Creio que o mesmo acontecerá bastante com RDR2. Em locais fechados, você só pode andar. Cada ação possui um loop de animação detalhado. Para extrair o melhor de Arthur, precisamos comer, dormir. Mecânicas tradicionais como fast travel e summonar o cavalo estão “escondidas” e ainda assim exigem uma quantidade de recursos consideráveis para as primeiras horas do jogo. Em certas horas, parece que “nada acontece”.
Mas tudo acontece. O mundano universo de RDR2 é muito mais vivo do que qualquer outro open world que já joguei. A recriação da bela natureza de nosso planeta, junto da primazia técnica do jogo, é de emocionar em certos momentos. Os animais seguem lógica de caça e predador, e são fantasticamente bem animados. OS NPCs discutem, transam, brigam, roubam, sentem ciúmes, cheiros, medo e vivem narrativas próprias independente da presença de Arthur. Existe uma minúcia em detalhes tão absurda que só poderia ser atingida com o trabalho escravo de mais de 2 mil pessoas, mesmo.

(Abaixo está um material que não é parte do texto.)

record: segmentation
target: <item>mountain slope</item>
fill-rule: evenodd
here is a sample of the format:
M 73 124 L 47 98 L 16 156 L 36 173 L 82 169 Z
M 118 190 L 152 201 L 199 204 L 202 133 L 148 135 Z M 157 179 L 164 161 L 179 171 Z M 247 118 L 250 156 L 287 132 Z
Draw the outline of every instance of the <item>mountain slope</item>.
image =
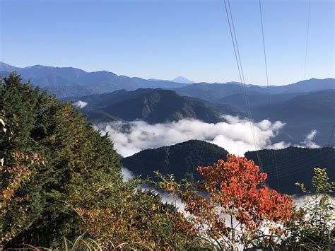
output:
M 269 88 L 271 95 L 298 93 L 302 93 L 325 89 L 335 89 L 334 78 L 311 78 L 290 85 L 280 86 L 271 86 Z M 198 83 L 177 88 L 175 89 L 175 91 L 183 95 L 218 103 L 223 103 L 221 99 L 223 99 L 224 97 L 235 94 L 243 95 L 241 83 L 236 82 L 211 84 L 208 83 Z M 248 95 L 261 95 L 262 93 L 267 95 L 268 89 L 266 86 L 246 85 L 246 91 Z
M 228 152 L 216 145 L 190 140 L 170 146 L 142 151 L 122 159 L 124 167 L 143 177 L 154 176 L 153 172 L 174 174 L 177 180 L 199 180 L 199 165 L 211 165 L 218 159 L 226 159 Z
M 82 86 L 88 93 L 102 93 L 116 90 L 136 90 L 139 88 L 174 88 L 185 86 L 185 83 L 175 83 L 169 81 L 152 81 L 141 78 L 130 78 L 127 76 L 117 76 L 112 72 L 100 71 L 86 72 L 73 67 L 52 67 L 42 65 L 18 68 L 5 63 L 0 64 L 0 74 L 6 76 L 11 71 L 16 71 L 24 79 L 30 79 L 34 85 L 46 88 L 50 91 L 54 89 L 59 96 L 66 94 L 67 91 L 59 90 L 74 86 Z M 71 91 L 75 91 L 73 88 Z M 83 91 L 79 94 L 83 93 Z M 78 95 L 74 92 L 71 96 Z M 61 96 L 61 97 L 64 97 Z
M 283 138 L 279 139 L 298 144 L 302 141 L 310 131 L 316 129 L 318 134 L 315 142 L 326 146 L 329 144 L 331 130 L 335 122 L 335 90 L 300 95 L 270 106 L 254 107 L 252 112 L 255 119 L 268 118 L 271 121 L 280 120 L 286 123 L 278 135 Z M 284 131 L 285 134 L 283 134 Z M 288 134 L 290 135 L 290 139 L 286 137 Z
M 63 101 L 78 100 L 88 103 L 83 112 L 88 114 L 89 119 L 95 121 L 107 122 L 119 118 L 126 121 L 141 119 L 149 123 L 160 123 L 192 118 L 218 122 L 224 120 L 221 115 L 244 117 L 229 105 L 183 97 L 173 91 L 163 89 L 121 90 L 63 99 Z
M 187 79 L 182 76 L 179 76 L 177 78 L 175 78 L 171 80 L 172 82 L 177 82 L 177 83 L 193 83 L 194 82 L 190 81 L 189 79 Z
M 276 151 L 276 159 L 274 152 Z M 142 151 L 122 159 L 124 167 L 135 175 L 153 177 L 153 172 L 174 174 L 177 180 L 189 178 L 194 181 L 201 177 L 196 172 L 199 165 L 208 165 L 218 159 L 226 159 L 227 151 L 212 144 L 189 141 L 174 146 Z M 330 180 L 335 180 L 335 149 L 334 148 L 305 148 L 288 147 L 281 150 L 260 150 L 263 171 L 268 174 L 266 184 L 272 189 L 289 194 L 302 194 L 295 182 L 304 182 L 311 187 L 313 168 L 327 168 Z M 257 165 L 256 151 L 247 152 L 245 157 Z
M 276 158 L 274 158 L 276 151 Z M 277 189 L 277 171 L 281 192 L 290 194 L 301 194 L 301 189 L 295 182 L 305 183 L 307 190 L 311 188 L 311 178 L 314 175 L 313 168 L 327 169 L 330 180 L 335 180 L 335 148 L 305 148 L 288 147 L 281 150 L 261 150 L 259 151 L 263 170 L 268 173 L 266 184 Z M 245 154 L 248 159 L 253 160 L 257 165 L 255 151 Z M 276 162 L 277 165 L 276 165 Z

Pode-se fumar no jogo, o que aumentará de maneira irrisória a recuperação do Dead Eye. Pode-se acordar, falar bom dia para os colegas do acampamento, pegar uma caneca de café e sentar de frente para a fogueira enquanto contam-se histórias do passado. Pode-se dar bom dia para absolutamente todas as pessoas do jogo. Pode-se tirar fotos, observar o comportamento dos animais, ter a barba mais imponente do velho-oeste, passar semanas ao relento sem banho. E nada disso afetará drasticamente os demais sistemas ou histórias do jogo. Mas você pode, e esse é o importante. RDR2 te apresenta um mundo que reconhece o jogador como absolutamente nenhum outro jogo reconheceu, mas que também funciona independente de nós.
Como eu disse: é um jogo complicado. A R* optou por quase não segurar na mão do jogador, e não indicar para nós o que fazer nem como fazer. Ela confiou que conseguiríamos achar a maneira mais aprazível de jogar. Eu garanto que, se sentarmos em rodas e começarmos a falar de nossas experiências, cada um terá descoberto algo novo, visto algo novo, vivido toda uma aventura que independe de qualquer missão do jogo. É orgânico. É vivo.
De resto, preciso nem falar sobre gráficos, roteiro, design de som, etc. Está tudo impecável, e com uma performance surpreendentemente estável no PS4.
Até agora, é meu jogo da geração junto com Witcher 3 e BotW. Incrível como que o gênero de mundo aberto cresceu nessa geração e ganhou novos ares.